HERO Xではこれまで、ハプティクス、テレロボティクスといったVR/AR内のオブジェクトや、遠隔地にある物体を実際に触ったような体験ができるコンテンツを数々紹介してきた。果たして「実際に触ったような」とはどれくらい本物に近い感覚なのか。初めて3D映画を見たときに感じた「まるで本物みたい!実写映画にしか見えない!」という衝撃が待ち受けているのだろうか。これらのテクノロジーは、多くの人が関心を抱いているもののひとつであろう。

最新テクノロジーとしての印象が強い遠隔体験、遠隔就労などは、実はコンセプトとしては長い歴史を持ち、日本では東京大学名誉教授、慶應義塾大学特任教授である舘 暲(たち・すすむ)氏がこの分野の先駆者的研究者として知られている。

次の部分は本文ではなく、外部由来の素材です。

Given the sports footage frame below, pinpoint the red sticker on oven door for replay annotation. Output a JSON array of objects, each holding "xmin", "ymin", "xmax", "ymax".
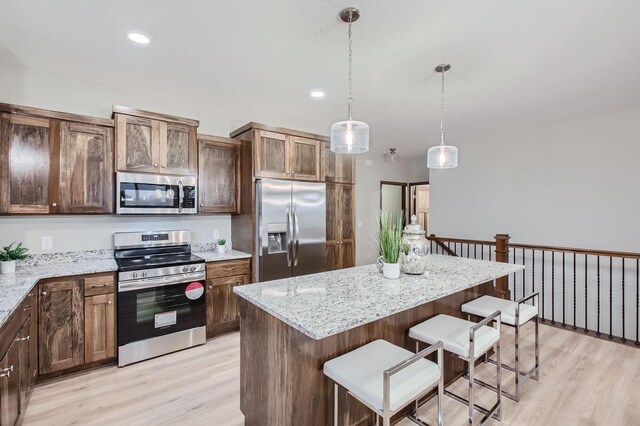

1980年代より「テレイグジスタンス」という概念を提唱し、感覚伝達技術の研究開発を進めてきた舘氏らの研究グループが2011年に開発した「TELESAR V(テレサファイブ)」は人と同期して同じ動作をするアバター(分身)ロボットを介して、遠隔地にいながらまるで目の前の物に直接触れているかのような感覚を味わえるシステムだ。

指先が押し込まれる力(押下力)と指先に加わる水平方向の力(せん断力)と物体表面の温度を伝えることで、ユーザーは物を握ったときに指先に力を感じ、温もりや冷たさまでも感じることができる。この時点では、まださらさら、ゴワゴワといったオブジェクトの質感までは伝達できなかったが、圧覚・振動覚・温度覚を伝える触感伝達技術を新たに開発し、「TELESAR V」と統合することにより、遠隔環境の細やかな触感を伝えることに世界で初めて成功した。

エンターテインメントや教育、福祉などテレイグジスタンスが貢献できる分野は幅広い。近年人気のライブビューイング、パブリックビューイングなどはより「体感型」のエンタメに昇華されていくだろう。

そのほか、ネットショッピングではなかなか確かめることのできない商品の質感、実際手にしたときの重量から、日本国内ではなかなかお目にかかれない動物や植物など、リアルに触れてみたいものがより身近になっていきそうだ。